Clark put down the tattered young adult book he'd been reading. "It used to be Lex's. He had it up until he was about nine, and then his dad decided he was old enough to do without stuffed animals. All of his children's toys disappeared while he was at school. The next day, though, one of the chambermaids slipped Lex a note, a diagram to a secret cubby in his room. Lex found the bear in there. But he never saw that maid again."
Conner's mouth dropped open. "That..., that..., that's..."
"I know," Clark wistfully put the bear back in the box.
Instantly, Kon took the bear and walked into his room and put him on the dresser next to his alarm clock. No bear should ever be so unloved.
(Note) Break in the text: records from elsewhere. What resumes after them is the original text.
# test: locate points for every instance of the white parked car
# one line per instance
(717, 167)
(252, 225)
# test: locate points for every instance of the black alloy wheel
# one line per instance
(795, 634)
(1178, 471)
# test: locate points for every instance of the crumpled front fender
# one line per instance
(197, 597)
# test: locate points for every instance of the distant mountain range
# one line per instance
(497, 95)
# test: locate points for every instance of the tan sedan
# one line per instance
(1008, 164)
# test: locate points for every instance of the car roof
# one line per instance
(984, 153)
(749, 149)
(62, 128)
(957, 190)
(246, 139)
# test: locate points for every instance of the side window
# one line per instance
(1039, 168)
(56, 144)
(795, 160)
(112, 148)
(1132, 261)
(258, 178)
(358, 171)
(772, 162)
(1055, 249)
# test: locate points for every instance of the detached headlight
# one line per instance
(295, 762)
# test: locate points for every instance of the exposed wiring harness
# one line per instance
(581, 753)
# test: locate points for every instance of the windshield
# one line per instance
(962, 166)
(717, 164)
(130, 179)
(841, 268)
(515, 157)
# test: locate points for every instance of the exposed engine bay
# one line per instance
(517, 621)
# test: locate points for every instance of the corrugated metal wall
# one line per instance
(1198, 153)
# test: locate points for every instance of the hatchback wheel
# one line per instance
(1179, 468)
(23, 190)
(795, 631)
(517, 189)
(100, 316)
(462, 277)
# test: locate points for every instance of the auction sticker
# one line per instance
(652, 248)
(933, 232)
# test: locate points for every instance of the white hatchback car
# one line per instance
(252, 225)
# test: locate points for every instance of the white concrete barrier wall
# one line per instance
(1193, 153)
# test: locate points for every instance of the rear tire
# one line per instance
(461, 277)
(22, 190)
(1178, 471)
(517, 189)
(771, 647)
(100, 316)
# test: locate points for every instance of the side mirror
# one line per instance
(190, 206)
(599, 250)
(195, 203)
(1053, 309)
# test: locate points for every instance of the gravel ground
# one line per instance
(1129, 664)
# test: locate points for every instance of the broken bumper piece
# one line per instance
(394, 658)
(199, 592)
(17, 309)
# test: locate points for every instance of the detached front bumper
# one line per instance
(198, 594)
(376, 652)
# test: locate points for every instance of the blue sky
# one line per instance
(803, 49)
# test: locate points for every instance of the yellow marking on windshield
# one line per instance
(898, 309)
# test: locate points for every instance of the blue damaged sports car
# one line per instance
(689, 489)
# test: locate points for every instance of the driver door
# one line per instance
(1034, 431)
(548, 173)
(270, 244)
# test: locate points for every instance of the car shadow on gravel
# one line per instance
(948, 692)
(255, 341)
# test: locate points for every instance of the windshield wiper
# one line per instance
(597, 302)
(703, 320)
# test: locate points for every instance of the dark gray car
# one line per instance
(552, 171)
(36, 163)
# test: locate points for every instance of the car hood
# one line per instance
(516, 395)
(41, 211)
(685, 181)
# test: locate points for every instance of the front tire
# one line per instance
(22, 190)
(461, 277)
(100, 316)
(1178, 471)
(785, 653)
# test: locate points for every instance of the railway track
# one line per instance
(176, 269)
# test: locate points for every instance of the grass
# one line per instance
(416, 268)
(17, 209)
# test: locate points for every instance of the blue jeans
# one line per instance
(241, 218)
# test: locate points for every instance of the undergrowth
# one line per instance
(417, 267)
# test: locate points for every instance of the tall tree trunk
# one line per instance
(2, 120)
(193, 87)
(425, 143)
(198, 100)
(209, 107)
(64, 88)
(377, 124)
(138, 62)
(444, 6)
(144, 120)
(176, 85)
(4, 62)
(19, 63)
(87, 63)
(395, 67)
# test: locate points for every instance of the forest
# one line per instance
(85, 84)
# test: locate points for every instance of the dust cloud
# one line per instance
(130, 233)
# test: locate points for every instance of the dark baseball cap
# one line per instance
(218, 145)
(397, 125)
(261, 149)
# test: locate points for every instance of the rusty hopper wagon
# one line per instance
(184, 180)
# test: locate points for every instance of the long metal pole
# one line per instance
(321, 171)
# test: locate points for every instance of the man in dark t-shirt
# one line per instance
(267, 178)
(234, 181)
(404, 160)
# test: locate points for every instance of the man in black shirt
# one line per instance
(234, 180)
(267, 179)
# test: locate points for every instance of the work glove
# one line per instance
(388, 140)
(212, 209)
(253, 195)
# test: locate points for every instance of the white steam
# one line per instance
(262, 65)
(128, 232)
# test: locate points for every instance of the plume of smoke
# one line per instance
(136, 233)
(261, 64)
And Lex's dad was an ass.
When he came back, Conner was determined. "Dad, we should go see Dad Two now.
Clark had apparently stopped going through the boxes and was now in the kitchen, getting dinner ready. Dad nodded even as he stirred the macaroni and cheese. "We should. But it'll be you."
"What?" Kon got out a pair of glasses and poured milk in them.
Clark accepted his gratefully as Kon handed it to him. "Tomorrow. Go hunt Lex down and talk to him." He took a sip. "But don't break into his penthouse or evade security to get to him. Just... go up to him at some point when he's not surrounded by a lot of people. You can trust Mercy. Or Hope. Well, trust them to protect Lex and all Lex's secrets, and you can be counted as one of his secrets, so you'll be good with them."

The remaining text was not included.